Determine the size of the box. It should not be more than two-thirds the size of your kiln shelf depending on thickness. Thicker glass pressed to 6mm will spread more than thinner. As a guide, 12mm should have an allowance to spread to about 1.3 times the original size; 19mm should have an allowance to spread about 1.5 times the original dimensions.
Cut two sheets of the same size from clear fusing glass. One will be the front. The other will be the back.
Determine whether the image you are creating will be portrait, landscape, or square. Orient the sheets in the appropriate way to have the top away from you. Choose the top piece of the pair and cut two 6mm strips from the designated top. This gives you a lip to be able to pour the frit into the box easily.
From another piece of clear glass cut two 6mm strips for the sides. If you cut them the same length as the side of the glass, they will stick above the back about 3mm. You can cut this off, but it really is not a worry for the construction of the box. These strips form the spacers to allow the frit to be poured into the box. Their thickness will determine the amount of frit needed to fill the box.

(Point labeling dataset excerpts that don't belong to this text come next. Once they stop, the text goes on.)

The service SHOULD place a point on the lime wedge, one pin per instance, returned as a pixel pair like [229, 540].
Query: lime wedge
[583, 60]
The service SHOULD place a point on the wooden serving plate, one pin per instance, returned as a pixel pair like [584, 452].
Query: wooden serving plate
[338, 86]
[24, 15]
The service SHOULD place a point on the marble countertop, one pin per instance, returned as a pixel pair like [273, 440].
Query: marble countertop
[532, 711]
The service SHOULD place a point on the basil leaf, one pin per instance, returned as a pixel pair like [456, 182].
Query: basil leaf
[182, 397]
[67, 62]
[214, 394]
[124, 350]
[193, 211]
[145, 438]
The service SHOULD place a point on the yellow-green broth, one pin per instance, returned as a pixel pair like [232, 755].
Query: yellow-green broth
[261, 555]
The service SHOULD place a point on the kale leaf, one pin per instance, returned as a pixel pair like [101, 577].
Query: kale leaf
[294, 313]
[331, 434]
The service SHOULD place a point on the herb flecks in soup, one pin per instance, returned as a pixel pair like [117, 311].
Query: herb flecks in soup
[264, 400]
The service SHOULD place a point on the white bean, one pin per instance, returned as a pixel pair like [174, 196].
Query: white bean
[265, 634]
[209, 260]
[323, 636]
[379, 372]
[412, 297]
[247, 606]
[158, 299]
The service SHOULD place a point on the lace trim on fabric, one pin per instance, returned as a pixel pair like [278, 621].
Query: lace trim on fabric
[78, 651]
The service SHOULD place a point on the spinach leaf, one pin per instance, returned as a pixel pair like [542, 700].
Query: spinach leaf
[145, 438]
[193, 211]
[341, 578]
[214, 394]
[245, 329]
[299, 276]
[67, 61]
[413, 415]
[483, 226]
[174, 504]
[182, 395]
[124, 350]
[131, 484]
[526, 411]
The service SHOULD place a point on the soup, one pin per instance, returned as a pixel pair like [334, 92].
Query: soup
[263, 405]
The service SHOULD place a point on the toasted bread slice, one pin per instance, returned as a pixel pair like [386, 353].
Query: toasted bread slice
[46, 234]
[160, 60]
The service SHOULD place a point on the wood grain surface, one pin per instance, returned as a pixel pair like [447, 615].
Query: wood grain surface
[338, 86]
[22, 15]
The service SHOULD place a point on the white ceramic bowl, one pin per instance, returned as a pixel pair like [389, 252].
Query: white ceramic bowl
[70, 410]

Get out the back sheet and clean and prepare it for attaching the strips. My preferred method is to glue the bottom 6mm strip on its edge with super glue. It is advisable to wear plastic gloves when gluing the strips, to avoid sticking your fingers to the glass. Super glue cures quickly and does not delay the construction of the box. It burns out cleanly without any health and safety concerns. Place a thin film of super glue on one edge of the strip. Attach it to the bottom by placing it carefully at the edge of the sheet. Do the same for the sides.
When the strips are stuck down to the back, place a thin line of super glue on the top edge of the strips in preparation for attaching the top sheet. Using a strip of wood placed at the bottom of the backing glass will help in placing the sheet accurately. Lower the sheet from contact with the bottom to the strips forming the sides of the box.
When the glue is cured, inspect the sides of the box for gaps. If there are gaps, use clear Sellotape to seal the gaps in the sides. It will burn off cleanly in the kiln.
Adding the Frit.
Place the box on an easel or other support so it is slightly tipped backwards. This helps ensure the box does not fall toward you while working on it. It also allows the frit to slide toward the bottom rather than bouncing off the other frit.
The size of frit you choose to use will affect the final appearance.
· Generally, powder will appear greyer and more opaque than frit. This is due to the multiplicity of tiny bubbles between the grains of powder.
· Fine and medium frit provide more clarity than powder.
· Coarse frit provides the most clarity, but with fizzy bubbles between pieces of frit.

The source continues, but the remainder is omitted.